Register your DER device with the utility's IEEE 2030.5 server, obtaining a device certificate via the EST (Enrollment over Secure Transport) endpoint to establish mutual TLS.
Implement the IEEE 2030.5 resource hierarchy: discover the server's DeviceCapability resource, then traverse to EndDeviceList, FunctionSetAssignments, and DERProgram resources.
Poll or subscribe (via server-sent events on the /edev/{id}/sub endpoint) to DERControl schedules issued by the utility; parse DefaultDERControl for baseline settings and DERControl for time-scoped overrides.
Apply received DERControl parameters (opModConnect, opModEnergize, opModFixedW, opModVoltVar, etc.) to the inverter via the local SunSpec Modbus or CAN interface within the control execution window.

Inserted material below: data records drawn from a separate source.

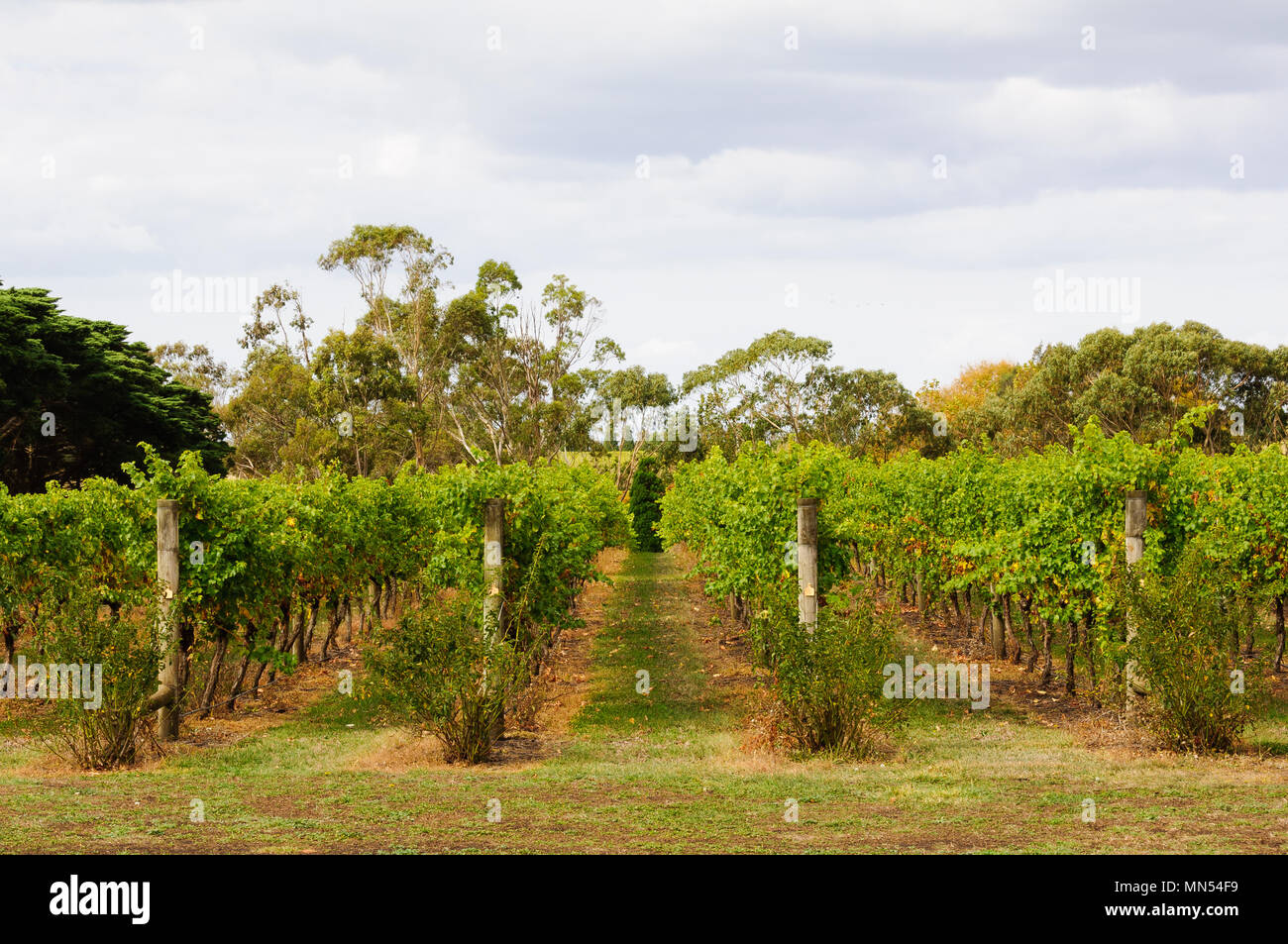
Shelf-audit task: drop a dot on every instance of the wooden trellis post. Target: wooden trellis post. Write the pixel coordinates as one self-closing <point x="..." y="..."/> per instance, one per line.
<point x="167" y="574"/>
<point x="493" y="528"/>
<point x="806" y="561"/>
<point x="1134" y="535"/>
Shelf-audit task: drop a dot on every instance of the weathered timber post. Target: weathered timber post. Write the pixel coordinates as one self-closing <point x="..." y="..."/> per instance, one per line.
<point x="1134" y="536"/>
<point x="493" y="527"/>
<point x="167" y="572"/>
<point x="493" y="550"/>
<point x="806" y="561"/>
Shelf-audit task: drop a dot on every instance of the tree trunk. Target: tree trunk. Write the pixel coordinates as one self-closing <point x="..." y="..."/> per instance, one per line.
<point x="999" y="630"/>
<point x="1089" y="643"/>
<point x="217" y="664"/>
<point x="1010" y="630"/>
<point x="241" y="669"/>
<point x="1026" y="609"/>
<point x="333" y="626"/>
<point x="1046" y="655"/>
<point x="1070" y="682"/>
<point x="1279" y="633"/>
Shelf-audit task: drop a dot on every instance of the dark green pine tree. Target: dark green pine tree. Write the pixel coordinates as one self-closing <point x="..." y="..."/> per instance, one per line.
<point x="76" y="398"/>
<point x="645" y="493"/>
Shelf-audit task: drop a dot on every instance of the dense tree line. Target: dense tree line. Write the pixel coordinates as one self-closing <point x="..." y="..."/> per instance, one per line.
<point x="488" y="374"/>
<point x="76" y="397"/>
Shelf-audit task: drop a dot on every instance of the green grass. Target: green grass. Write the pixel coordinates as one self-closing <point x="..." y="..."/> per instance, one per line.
<point x="664" y="772"/>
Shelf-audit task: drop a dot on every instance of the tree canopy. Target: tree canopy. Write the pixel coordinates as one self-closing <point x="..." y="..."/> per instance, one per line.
<point x="77" y="397"/>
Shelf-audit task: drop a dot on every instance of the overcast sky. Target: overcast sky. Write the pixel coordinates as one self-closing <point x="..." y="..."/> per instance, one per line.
<point x="902" y="171"/>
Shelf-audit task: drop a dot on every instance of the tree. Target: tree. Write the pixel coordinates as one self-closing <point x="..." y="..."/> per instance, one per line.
<point x="76" y="398"/>
<point x="759" y="391"/>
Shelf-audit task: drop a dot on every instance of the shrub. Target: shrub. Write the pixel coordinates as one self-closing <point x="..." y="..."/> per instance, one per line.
<point x="645" y="493"/>
<point x="1186" y="649"/>
<point x="828" y="682"/>
<point x="115" y="652"/>
<point x="441" y="668"/>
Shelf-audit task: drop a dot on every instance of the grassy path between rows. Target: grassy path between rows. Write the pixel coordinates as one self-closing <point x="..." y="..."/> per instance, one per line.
<point x="669" y="771"/>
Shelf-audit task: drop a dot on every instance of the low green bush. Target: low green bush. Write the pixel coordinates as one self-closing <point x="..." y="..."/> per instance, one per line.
<point x="450" y="675"/>
<point x="828" y="682"/>
<point x="104" y="669"/>
<point x="1202" y="691"/>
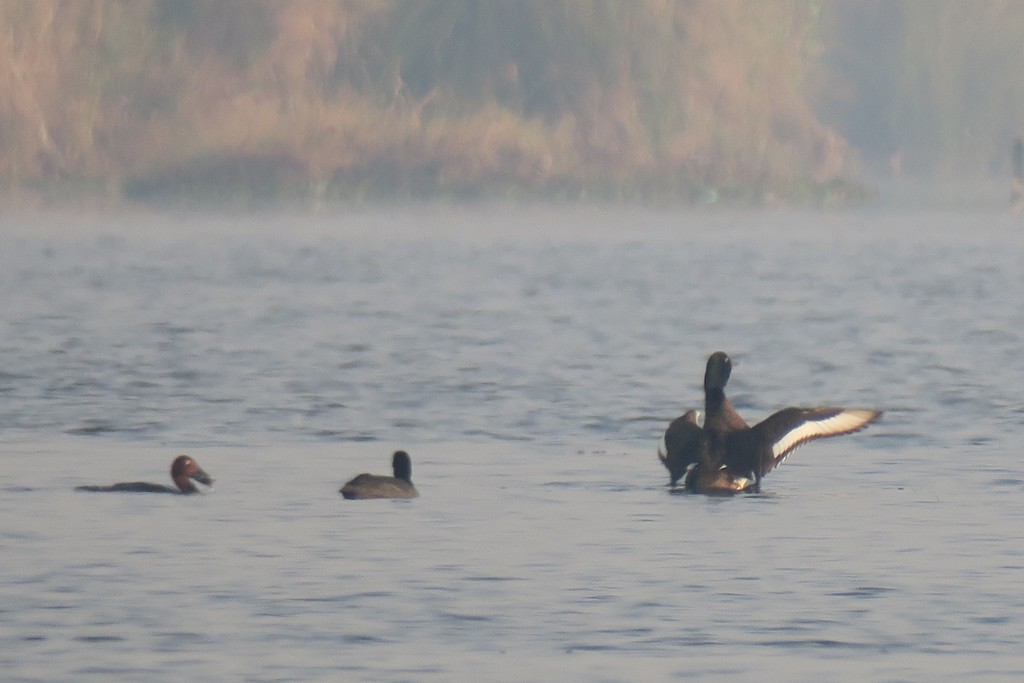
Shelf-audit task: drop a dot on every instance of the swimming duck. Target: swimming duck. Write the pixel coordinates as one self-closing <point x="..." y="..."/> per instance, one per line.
<point x="375" y="485"/>
<point x="727" y="456"/>
<point x="183" y="471"/>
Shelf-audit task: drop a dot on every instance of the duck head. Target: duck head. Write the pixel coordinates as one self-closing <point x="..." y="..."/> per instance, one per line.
<point x="184" y="470"/>
<point x="718" y="371"/>
<point x="402" y="466"/>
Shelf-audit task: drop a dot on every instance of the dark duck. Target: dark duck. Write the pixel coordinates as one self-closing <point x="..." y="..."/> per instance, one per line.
<point x="184" y="470"/>
<point x="367" y="486"/>
<point x="727" y="456"/>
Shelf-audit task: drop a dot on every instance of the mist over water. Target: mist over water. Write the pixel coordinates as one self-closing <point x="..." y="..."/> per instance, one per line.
<point x="528" y="359"/>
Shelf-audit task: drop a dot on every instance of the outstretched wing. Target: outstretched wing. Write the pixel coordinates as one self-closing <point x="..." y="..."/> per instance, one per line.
<point x="681" y="446"/>
<point x="792" y="427"/>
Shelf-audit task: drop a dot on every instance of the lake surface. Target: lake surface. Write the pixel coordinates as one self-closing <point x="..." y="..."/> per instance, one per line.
<point x="529" y="359"/>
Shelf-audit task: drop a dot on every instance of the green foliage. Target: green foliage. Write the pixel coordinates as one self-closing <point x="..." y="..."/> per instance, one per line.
<point x="678" y="98"/>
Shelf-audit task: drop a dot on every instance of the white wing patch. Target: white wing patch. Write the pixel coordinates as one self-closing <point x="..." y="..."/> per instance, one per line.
<point x="849" y="420"/>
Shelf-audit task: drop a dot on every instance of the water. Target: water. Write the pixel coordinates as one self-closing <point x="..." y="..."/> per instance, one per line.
<point x="529" y="360"/>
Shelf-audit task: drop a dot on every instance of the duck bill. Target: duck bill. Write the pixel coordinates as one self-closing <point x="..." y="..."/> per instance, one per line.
<point x="204" y="478"/>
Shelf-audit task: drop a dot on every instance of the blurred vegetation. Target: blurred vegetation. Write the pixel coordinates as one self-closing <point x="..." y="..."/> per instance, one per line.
<point x="248" y="100"/>
<point x="931" y="87"/>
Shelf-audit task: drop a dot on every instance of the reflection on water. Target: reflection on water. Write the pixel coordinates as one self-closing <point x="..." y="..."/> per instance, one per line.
<point x="528" y="360"/>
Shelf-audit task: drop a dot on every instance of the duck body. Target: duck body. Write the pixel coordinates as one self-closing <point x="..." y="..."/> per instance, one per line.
<point x="727" y="456"/>
<point x="183" y="471"/>
<point x="368" y="486"/>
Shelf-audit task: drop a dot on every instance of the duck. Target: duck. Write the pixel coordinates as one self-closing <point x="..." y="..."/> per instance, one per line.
<point x="726" y="455"/>
<point x="365" y="486"/>
<point x="184" y="470"/>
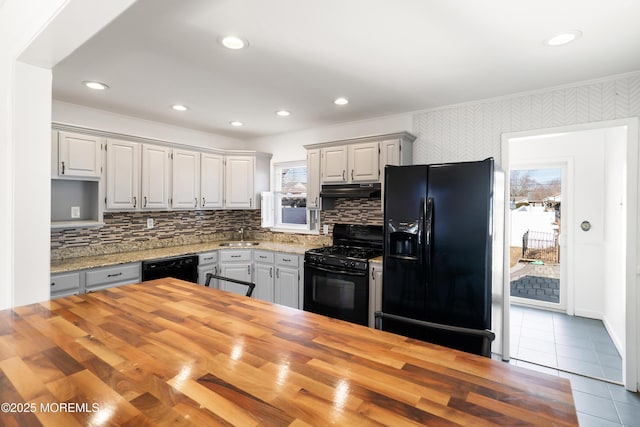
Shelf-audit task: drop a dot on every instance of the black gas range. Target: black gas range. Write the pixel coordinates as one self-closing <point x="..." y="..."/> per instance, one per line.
<point x="336" y="277"/>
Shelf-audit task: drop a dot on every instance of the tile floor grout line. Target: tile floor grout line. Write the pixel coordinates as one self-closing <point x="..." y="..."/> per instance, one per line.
<point x="606" y="380"/>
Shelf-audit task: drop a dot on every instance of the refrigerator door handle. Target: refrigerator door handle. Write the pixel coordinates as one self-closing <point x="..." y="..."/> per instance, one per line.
<point x="428" y="237"/>
<point x="421" y="231"/>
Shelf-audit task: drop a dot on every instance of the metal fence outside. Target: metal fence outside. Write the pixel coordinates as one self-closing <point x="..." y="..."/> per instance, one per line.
<point x="540" y="246"/>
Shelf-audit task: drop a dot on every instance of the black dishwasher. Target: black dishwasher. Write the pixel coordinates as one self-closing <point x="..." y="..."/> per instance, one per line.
<point x="183" y="267"/>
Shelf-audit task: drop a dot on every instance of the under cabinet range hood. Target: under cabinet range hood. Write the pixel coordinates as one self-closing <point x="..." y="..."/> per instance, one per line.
<point x="351" y="191"/>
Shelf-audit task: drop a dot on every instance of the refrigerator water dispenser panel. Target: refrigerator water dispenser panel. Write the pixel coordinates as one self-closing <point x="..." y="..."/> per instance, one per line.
<point x="403" y="238"/>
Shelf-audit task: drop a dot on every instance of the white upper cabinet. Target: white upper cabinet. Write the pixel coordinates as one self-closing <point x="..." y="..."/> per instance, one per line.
<point x="239" y="182"/>
<point x="123" y="174"/>
<point x="313" y="178"/>
<point x="211" y="180"/>
<point x="185" y="192"/>
<point x="363" y="162"/>
<point x="334" y="164"/>
<point x="155" y="176"/>
<point x="79" y="155"/>
<point x="359" y="160"/>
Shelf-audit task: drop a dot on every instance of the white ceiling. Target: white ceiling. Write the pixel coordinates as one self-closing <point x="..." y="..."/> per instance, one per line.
<point x="386" y="56"/>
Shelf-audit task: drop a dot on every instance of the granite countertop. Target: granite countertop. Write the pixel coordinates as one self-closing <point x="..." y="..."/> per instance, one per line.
<point x="80" y="263"/>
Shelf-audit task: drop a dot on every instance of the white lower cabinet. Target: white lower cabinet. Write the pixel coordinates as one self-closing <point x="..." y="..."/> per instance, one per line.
<point x="208" y="263"/>
<point x="287" y="280"/>
<point x="264" y="277"/>
<point x="95" y="279"/>
<point x="375" y="290"/>
<point x="108" y="277"/>
<point x="235" y="264"/>
<point x="65" y="284"/>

Post DERStatus and DERAvailability resources back to the server at the poll rate specified in the server's pollRate attribute, reporting current operating mode and available capacity.
Run conformance tests using the SunSpec CSIP Conformance Test Procedures (latest version from sunspec.org) before submitting for utility certification.
Known gotchas
Certificate chain validation is strict under CSIP; the device certificate must chain to the utility-accepted root CA, and clock skew greater than a few minutes will cause TLS handshake failures — always sync NTP before attempting connection.
DERControl schedules have a mandatory response via DERControlResponse within the replyTo interval; missing the acknowledgment causes the utility server to flag the device as non-responsive and may trigger a default curtailment.
CSIP-AUS and California CSIP (Rule 21) have diverged in profile requirements; code written for one may need additional function sets or different poll intervals to satisfy the other.